Christopher Sands of the Center for Strategic and International Studies in Washington says the US is taking such a hard line with Canada for two reasons. The first is that any exemption for Canada will set a negative precedent for other countries, especially in the developing world where cultural protection is just emerging as an issue. Washington is willing to wage an all-out trade war about a sector that is essentially small change because an example must be made of Canada if other cultural protectionists around the world are to be subdued.

Sands says that US negotiators are still angry at the role Canadian citizens and cultural nationalists played in rousing international opposition to the OECD's Multilateral Agreement on Investment (MAI). 'What further startled US policy-makers was to hear these Canadian arguments echoed in Europe and even Asia. In an increasingly small world, ideas travel fast, and the Canadian concern that the MAI would lead to greater American cultural hegemony touched a chord around the world. The lesson for US trade negotiators: Canada's example matters.'

The other reason is that a huge, well-organised coalition has formed that links the US entertainment, media and information-technology sectors together in a 'common front' to oppose cultural protectionism. Companies like Time-Warner and Disney have powerful friends on Capitol Hill and in the White House and intend to get their way.

The WTO Millennium Round

The WTO Millennium Round is scheduled to launch new negotiations in the telecommunications sector, which includes all the new technology, including the Internet and Digital, so new cultural issues will be on the table. As well, global negotiations on the deregulation of broadcasting are scheduled to begin 1 January 2000, so this sector is likely to be discussed at the Millennium Round as well. WTO documents show that areas for discussion include 'access and reciprocity to domestic and foreign markets,' which could force countries to abandon public broadcasting and relinquish domestic controls, opening up their airwaves to takeovers by global entertainment transnationals. Ironically, although the push for this deregulation is coming from US corporations, the United States government has protected its own broadcasting sector in NAFTA and the WTO as being 'essential to national security.'

Finally, in a US initiative, the World Intellectual Property Organisation (WIPO) is being brought under the jurisdiction of the WTO in time for the Seattle Millennium Round. This means that the WTO will now have the authority to rule on patents, trademarks, and, crucially for culture, copyright law. This will allow the US, for example, to make good its threat to go after copyright legislation such as Canada's, that provides compensation to its own artists, writers and musicians for home copying that deprives them of royalties.
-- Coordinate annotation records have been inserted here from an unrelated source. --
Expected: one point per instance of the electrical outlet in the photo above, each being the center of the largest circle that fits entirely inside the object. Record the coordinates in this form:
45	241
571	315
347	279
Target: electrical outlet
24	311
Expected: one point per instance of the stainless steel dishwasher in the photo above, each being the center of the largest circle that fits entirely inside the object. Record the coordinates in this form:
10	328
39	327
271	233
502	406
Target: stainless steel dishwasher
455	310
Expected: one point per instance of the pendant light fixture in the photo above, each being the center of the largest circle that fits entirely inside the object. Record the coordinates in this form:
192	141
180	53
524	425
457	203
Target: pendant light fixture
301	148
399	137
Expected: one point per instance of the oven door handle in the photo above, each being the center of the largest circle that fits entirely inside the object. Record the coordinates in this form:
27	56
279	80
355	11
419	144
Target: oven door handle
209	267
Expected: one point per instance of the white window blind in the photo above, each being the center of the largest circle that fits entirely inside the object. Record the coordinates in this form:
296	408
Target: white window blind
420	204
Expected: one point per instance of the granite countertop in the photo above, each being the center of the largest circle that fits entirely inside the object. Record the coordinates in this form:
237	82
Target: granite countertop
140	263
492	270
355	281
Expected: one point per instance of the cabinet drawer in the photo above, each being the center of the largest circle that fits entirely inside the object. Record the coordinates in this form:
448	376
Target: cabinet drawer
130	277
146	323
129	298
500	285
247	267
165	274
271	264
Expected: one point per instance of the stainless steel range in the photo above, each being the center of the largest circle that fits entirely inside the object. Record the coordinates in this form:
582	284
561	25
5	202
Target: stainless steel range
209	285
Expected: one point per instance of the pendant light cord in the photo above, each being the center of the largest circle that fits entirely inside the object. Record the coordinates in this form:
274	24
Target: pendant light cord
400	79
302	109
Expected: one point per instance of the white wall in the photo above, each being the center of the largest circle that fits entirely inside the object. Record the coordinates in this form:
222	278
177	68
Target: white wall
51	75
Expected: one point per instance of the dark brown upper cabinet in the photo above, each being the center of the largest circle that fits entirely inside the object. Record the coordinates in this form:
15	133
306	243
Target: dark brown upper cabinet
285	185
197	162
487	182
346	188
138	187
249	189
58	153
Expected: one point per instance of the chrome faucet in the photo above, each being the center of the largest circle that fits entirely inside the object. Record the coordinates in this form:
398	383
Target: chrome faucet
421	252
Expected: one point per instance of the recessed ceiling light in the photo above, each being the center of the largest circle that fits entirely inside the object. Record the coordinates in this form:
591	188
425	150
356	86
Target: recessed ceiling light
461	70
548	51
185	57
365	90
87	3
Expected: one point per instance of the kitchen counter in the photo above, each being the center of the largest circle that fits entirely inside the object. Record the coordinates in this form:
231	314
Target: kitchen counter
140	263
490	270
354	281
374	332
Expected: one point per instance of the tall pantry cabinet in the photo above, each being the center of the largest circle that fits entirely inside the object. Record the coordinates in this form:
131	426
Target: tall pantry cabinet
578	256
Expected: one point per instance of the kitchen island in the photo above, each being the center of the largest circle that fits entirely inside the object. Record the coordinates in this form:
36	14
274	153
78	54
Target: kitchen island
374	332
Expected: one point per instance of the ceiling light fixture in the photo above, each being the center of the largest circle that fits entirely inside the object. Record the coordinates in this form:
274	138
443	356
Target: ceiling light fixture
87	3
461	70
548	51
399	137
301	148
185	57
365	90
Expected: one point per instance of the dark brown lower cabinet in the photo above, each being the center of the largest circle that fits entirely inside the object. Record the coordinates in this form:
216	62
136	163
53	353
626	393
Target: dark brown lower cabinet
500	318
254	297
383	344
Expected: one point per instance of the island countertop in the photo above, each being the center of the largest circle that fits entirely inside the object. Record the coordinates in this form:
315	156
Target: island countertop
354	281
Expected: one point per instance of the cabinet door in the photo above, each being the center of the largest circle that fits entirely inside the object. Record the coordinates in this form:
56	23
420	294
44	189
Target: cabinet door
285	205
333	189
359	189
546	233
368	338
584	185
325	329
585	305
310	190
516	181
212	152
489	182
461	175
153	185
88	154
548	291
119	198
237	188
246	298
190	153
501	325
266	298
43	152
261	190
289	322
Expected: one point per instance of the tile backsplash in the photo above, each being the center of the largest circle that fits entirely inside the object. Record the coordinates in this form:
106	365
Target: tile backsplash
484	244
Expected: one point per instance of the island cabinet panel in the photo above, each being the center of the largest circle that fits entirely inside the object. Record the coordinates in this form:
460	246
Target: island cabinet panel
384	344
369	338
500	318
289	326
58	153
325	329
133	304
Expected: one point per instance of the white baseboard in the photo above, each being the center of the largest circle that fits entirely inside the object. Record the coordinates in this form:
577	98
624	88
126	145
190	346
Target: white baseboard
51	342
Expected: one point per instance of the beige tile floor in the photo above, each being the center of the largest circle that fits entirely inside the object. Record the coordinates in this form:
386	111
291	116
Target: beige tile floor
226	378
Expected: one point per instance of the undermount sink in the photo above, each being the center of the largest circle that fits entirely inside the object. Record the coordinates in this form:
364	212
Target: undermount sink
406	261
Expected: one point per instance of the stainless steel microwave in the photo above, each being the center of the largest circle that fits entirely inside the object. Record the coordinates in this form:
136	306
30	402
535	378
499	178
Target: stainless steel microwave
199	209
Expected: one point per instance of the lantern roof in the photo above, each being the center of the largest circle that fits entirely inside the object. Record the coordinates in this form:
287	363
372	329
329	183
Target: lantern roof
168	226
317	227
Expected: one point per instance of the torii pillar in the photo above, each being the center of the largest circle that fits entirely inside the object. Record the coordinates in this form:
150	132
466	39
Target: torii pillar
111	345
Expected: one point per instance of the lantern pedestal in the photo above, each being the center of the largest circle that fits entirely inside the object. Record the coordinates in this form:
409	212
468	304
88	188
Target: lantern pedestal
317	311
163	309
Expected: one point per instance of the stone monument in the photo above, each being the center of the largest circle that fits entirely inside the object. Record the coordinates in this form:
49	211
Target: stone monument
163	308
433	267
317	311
A number of countries, wary of the looming issue of culture at the WTO Millennium Round, have begun to meet to share strategy. Canada initiated a meeting in the spring of 1998 that was attended by the culture ministers of dozens of countries, including Greece, France and Mexico, and they agreed to meet again before the Seattle meeting. The US was not invited to the gathering. The issue of culture will provide an opportunity for citizens to influence their own governments to take a strong position at the WTO Millennium Round, an opportunity we must take.

Maude Barlow is the national volunteer chairperson for the Council of Canadians, which now has more than 100,000 members. She is author or co-author of 8 books, including her most recent publications, The MAI: Threat to Canadian Sovereignty and The Big Black Book.